Mathematics and Computer Science Division, Argonne National Laboratory, Argonne, IL 60439, USA.
BMC Bioinformatics. 2012 Jun 21;13:141. doi: 10.1186/1471-2105-13-141.
Computing of sequence similarity results is becoming a limiting factor in metagenome analysis. Sequence similarity search results encoded in an open, exchangeable format have the potential to limit the needs for computational reanalysis of these data sets. A prerequisite for sharing of similarity results is a common reference.

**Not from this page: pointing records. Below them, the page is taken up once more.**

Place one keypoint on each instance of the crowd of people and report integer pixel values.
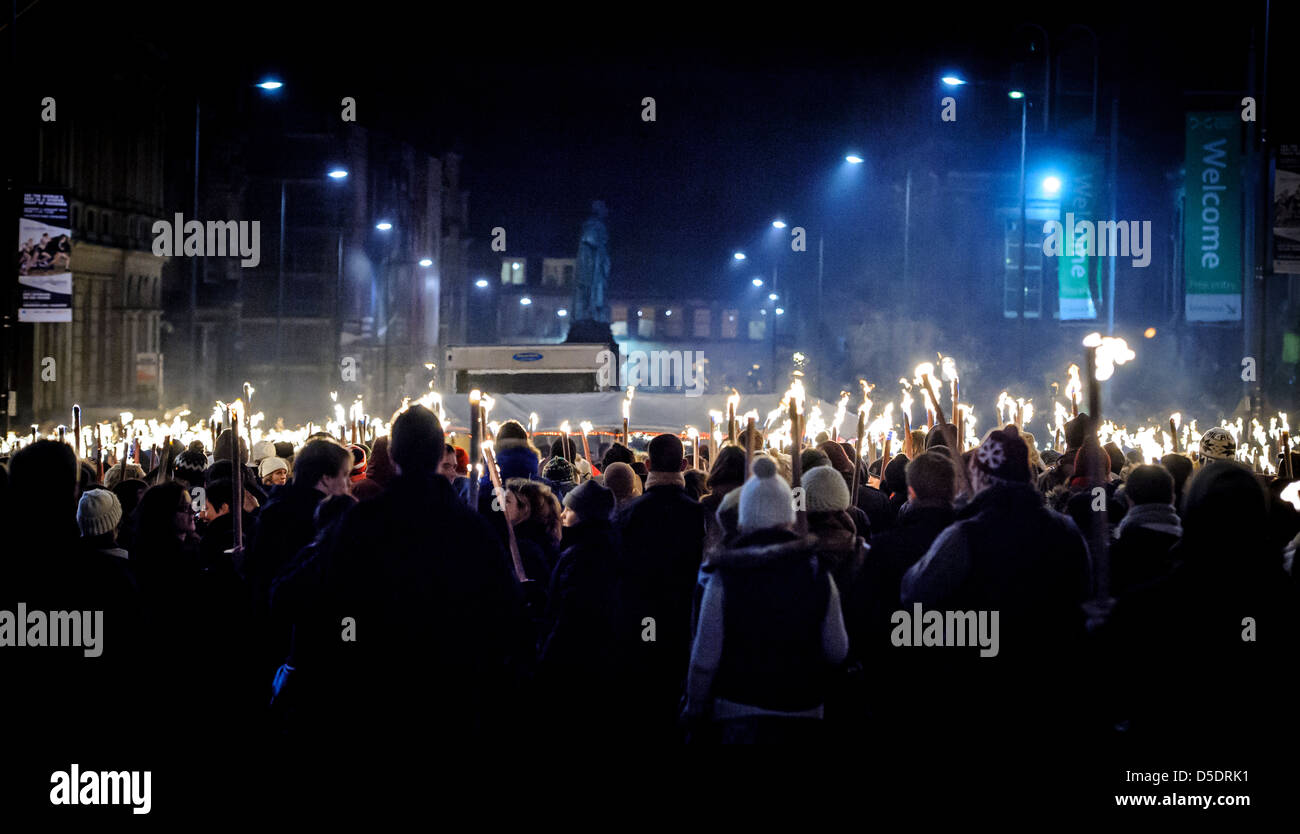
(373, 593)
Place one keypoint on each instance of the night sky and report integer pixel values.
(754, 111)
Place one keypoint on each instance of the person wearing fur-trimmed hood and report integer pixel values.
(770, 631)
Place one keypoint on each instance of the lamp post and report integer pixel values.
(1019, 303)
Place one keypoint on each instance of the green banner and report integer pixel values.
(1077, 266)
(1212, 217)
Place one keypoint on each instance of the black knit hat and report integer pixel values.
(590, 500)
(1075, 430)
(896, 474)
(559, 470)
(1004, 455)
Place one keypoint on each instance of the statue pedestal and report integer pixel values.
(589, 333)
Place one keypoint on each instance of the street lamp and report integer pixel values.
(1015, 95)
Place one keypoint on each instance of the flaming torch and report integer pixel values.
(476, 435)
(627, 413)
(1071, 390)
(586, 451)
(923, 376)
(732, 404)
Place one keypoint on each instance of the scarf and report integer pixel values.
(1158, 517)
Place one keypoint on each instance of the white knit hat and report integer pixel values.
(765, 500)
(98, 512)
(269, 465)
(1218, 444)
(824, 490)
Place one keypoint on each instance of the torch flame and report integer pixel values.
(1110, 352)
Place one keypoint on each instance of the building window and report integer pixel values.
(557, 272)
(1034, 263)
(674, 322)
(703, 322)
(731, 324)
(514, 270)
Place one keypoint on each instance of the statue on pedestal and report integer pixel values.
(592, 276)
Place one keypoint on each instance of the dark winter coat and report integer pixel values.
(1143, 551)
(874, 596)
(778, 628)
(875, 504)
(662, 534)
(577, 655)
(839, 546)
(1005, 554)
(285, 525)
(1008, 552)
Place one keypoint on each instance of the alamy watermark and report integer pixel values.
(102, 787)
(217, 238)
(653, 369)
(1125, 238)
(945, 628)
(26, 628)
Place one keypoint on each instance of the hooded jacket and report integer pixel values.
(770, 629)
(1010, 554)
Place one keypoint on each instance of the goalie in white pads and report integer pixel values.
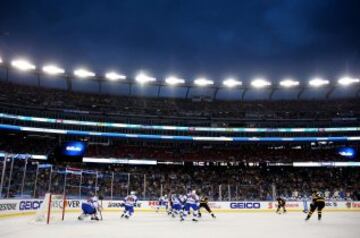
(129, 204)
(90, 207)
(191, 203)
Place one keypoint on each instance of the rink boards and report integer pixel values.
(15, 207)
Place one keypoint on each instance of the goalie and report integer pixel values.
(90, 208)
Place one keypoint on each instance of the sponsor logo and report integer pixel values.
(245, 205)
(29, 205)
(214, 205)
(330, 204)
(7, 206)
(153, 203)
(292, 205)
(115, 204)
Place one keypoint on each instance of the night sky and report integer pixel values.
(298, 38)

We introduce a mechanism for automatically maintaining a comprehensive, non-redundant protein database and for creating a quarterly release of this resource. In addition, we present tools for translating similarity searches into many annotation namespaces, e.g. KEGG or NCBI's GenBank.
The data and tools we present allow the creation of multiple result sets using a single computation, permitting computational results to be shared between groups for large sequence data sets.
序列相似性计算在宏基因组分析中成为一个限制因素。以开放、可交换格式编码的序列相似性搜索结果有可能限制对这些数据集进行重新计算分析的需求。共享相似性结果的前提是有一个共同的参考。
我们引入了一种自动维护全面、非冗余蛋白质数据库的机制,并创建了该资源的季度版本。此外,我们还提供了工具,可将相似性搜索转换为许多注释名称空间,例如 KEGG 或 NCBI 的 GenBank。
我们提供的数据和工具允许使用单个计算创建多个结果集,从而允许在大型序列数据集之间的组之间共享计算结果。